Dear all / Bonjour à tous,

We are happy to invite you to Zhaocheng Zhu's PhD defense on September 18th at 9h30 am (hybrid mode).


Vous êtes cordialement invité.e.s à la soutenance de thèse de Zhaocheng Zhu, le 18 septembre à 9h30 am (mode hybride).


Title: Learning Representations for Reasoning: Generalizing Across Diverse Structures.

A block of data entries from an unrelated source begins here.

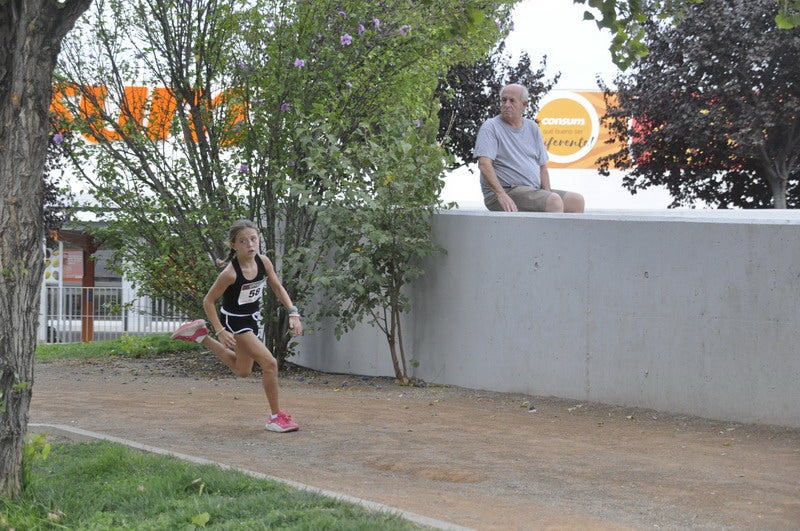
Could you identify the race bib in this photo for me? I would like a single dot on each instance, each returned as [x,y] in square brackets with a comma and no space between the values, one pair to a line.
[251,292]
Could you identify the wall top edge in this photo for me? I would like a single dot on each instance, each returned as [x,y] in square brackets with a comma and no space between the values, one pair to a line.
[774,217]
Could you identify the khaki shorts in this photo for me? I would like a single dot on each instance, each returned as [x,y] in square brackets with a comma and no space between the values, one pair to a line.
[527,199]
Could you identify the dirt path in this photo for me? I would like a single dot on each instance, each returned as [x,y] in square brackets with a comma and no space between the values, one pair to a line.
[476,459]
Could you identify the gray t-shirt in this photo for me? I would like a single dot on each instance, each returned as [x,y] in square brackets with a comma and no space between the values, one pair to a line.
[517,154]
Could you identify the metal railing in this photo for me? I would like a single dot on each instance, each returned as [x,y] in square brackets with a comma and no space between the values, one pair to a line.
[73,314]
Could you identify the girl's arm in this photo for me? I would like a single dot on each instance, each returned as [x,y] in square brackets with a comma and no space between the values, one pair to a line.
[226,277]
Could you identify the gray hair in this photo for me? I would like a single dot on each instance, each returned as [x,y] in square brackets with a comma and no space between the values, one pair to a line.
[525,94]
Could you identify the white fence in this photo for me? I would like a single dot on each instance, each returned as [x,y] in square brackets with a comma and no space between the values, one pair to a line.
[73,314]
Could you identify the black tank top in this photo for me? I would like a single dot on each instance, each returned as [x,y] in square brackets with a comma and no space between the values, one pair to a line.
[243,297]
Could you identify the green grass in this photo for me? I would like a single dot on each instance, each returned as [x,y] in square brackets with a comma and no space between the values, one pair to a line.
[106,486]
[128,346]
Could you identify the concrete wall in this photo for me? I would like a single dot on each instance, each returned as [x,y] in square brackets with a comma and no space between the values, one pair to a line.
[690,312]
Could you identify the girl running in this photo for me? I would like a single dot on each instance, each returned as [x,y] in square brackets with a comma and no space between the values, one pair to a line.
[237,326]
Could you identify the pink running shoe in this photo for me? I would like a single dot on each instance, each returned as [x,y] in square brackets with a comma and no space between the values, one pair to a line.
[282,423]
[194,331]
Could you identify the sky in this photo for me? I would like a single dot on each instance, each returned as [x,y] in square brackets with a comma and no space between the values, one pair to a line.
[579,50]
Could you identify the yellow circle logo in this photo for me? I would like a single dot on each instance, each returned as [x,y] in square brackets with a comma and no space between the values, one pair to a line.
[569,125]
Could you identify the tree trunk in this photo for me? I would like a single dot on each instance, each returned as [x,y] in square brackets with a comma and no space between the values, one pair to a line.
[30,36]
[778,187]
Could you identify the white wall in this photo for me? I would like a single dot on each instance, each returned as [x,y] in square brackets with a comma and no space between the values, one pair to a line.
[694,312]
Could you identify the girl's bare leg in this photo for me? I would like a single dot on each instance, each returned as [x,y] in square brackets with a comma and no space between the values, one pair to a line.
[241,366]
[249,347]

Date: September 18th, 9h30 am

Location: Auditorium 1, Mila 6650 Saint-Urbain

 

Jury

Président rapporteur
Jian-Yun Nie
Directeur de rechercheJian Tang
Membre régulier
Bang Liu
Examinateur externe
Pascale Minervini

 

Abstract

Reasoning, the ability to logically draw conclusions from existing

knowledge, is a hallmark of human. Together with perception, they

constitute the two major themes of artificial intelligence. While deep

learning has pushed the limit of perception beyond human-level performance

in computer vision and natural language processing, the progress in

reasoning domains is way behind. One fundamental reason is that reasoning

problems usually have flexible structures for both knowledge (e.g.

knowledge graphs) and queries (e.g. multi-step queries), and many existing

models only perform well on structures seen during training.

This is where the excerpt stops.